民事事件の手続の流れ
民事事件 とその手続
今日は、 民事事件 の手続の流れについて、お話したいと思います。
およそ民事手続は、「物を引き渡せ」か「金を払え」という請求がほとんどです。民事手続は、こういった請求を現実化するための手続です。
そのため、民事手続の流れを説明するには、権利の実現の最終段階からお話するのが分かりやすいと思います。
権利の実現の最終段階は、強制執行です。「物を引き渡せ」という請求であれば強制的に物を引き渡してもらうことになりますし、「金を払え」という請求であれば債務者の財産を競売にかけて競売代金から債権を回収することになります。
もっとも、強制執行には債務名義が必要となります。債務名義とは、平たく説明すると、「この人があの人に対してこういった内容の権利を持っているぞ。」という国家によるお墨付きのようなものです。そして、代表的な債務名義は訴訟における判決です。
そのため、権利者は、強制執行を目指し、義務者に対して訴訟を提起して、判決、すなわち債務名義を得ようとするわけです。

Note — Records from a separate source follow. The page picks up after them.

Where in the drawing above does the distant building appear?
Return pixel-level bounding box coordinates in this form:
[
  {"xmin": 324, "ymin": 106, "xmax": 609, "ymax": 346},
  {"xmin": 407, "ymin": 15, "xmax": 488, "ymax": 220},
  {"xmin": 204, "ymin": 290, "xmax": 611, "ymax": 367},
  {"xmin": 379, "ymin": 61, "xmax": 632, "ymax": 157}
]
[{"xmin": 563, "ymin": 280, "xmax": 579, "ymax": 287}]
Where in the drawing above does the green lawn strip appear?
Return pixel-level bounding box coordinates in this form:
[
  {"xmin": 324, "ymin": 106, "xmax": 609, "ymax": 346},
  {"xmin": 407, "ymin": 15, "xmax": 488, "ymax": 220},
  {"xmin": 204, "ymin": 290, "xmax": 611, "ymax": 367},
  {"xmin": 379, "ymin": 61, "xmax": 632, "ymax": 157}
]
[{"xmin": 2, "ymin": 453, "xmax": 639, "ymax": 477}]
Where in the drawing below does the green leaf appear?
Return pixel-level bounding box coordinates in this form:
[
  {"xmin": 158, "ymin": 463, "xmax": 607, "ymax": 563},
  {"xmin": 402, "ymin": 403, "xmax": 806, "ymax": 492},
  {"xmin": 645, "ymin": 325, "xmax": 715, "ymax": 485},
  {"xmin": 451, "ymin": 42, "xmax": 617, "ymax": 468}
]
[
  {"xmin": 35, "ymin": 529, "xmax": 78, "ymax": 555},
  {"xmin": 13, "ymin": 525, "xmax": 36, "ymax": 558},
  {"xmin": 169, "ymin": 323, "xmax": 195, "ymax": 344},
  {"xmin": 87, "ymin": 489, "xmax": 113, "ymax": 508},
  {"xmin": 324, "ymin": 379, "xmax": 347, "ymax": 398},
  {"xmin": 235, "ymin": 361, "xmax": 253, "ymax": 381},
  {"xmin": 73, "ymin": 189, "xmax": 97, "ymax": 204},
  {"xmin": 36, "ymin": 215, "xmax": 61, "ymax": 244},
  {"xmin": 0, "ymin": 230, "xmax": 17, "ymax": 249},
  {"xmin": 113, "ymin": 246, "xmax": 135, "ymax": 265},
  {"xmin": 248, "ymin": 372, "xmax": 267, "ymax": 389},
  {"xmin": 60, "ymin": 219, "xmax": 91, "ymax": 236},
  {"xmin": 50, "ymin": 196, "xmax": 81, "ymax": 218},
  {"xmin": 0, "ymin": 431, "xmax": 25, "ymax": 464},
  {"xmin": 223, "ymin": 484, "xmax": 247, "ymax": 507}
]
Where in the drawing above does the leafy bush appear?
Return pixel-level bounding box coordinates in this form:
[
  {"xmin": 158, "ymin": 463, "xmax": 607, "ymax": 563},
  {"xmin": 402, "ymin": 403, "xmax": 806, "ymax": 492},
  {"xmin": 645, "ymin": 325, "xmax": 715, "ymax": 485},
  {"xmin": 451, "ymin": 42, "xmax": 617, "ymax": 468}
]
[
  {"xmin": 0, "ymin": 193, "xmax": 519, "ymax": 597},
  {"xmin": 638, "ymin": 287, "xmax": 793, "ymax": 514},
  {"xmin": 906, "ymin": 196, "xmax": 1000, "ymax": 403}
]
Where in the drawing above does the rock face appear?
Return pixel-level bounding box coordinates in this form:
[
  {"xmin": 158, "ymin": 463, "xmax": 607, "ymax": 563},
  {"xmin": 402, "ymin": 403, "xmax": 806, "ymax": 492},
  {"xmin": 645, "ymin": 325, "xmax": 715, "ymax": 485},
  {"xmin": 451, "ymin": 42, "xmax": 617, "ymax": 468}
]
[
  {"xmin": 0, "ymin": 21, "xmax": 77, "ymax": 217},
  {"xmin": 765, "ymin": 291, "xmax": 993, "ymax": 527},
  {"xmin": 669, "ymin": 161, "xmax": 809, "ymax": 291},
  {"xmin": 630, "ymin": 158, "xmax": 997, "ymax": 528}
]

以上から、権利実現の時系列としては、訴訟→強制執行という順番になります。
もっとも、訴訟は、ときには一定の時間を必要とするものですから、訴訟を追行している間に義務者が強制執行の対象となる財産を消費してしまっては、権利者はたまったものではありません。例えば、「金を払え」という請求でまとまったお金が義務者名義の預金口座にあるのに、義務者が強制執行を免れる目的でそのお金を消費したり隠匿したりすることが考えられます。これに備えて、権利者が保全という手続を経ておくことで、義務者は自己の財産を自由に処分することができなくなります。
以上から、権利実現の手続としては、保全→訴訟→強制執行という流れになります。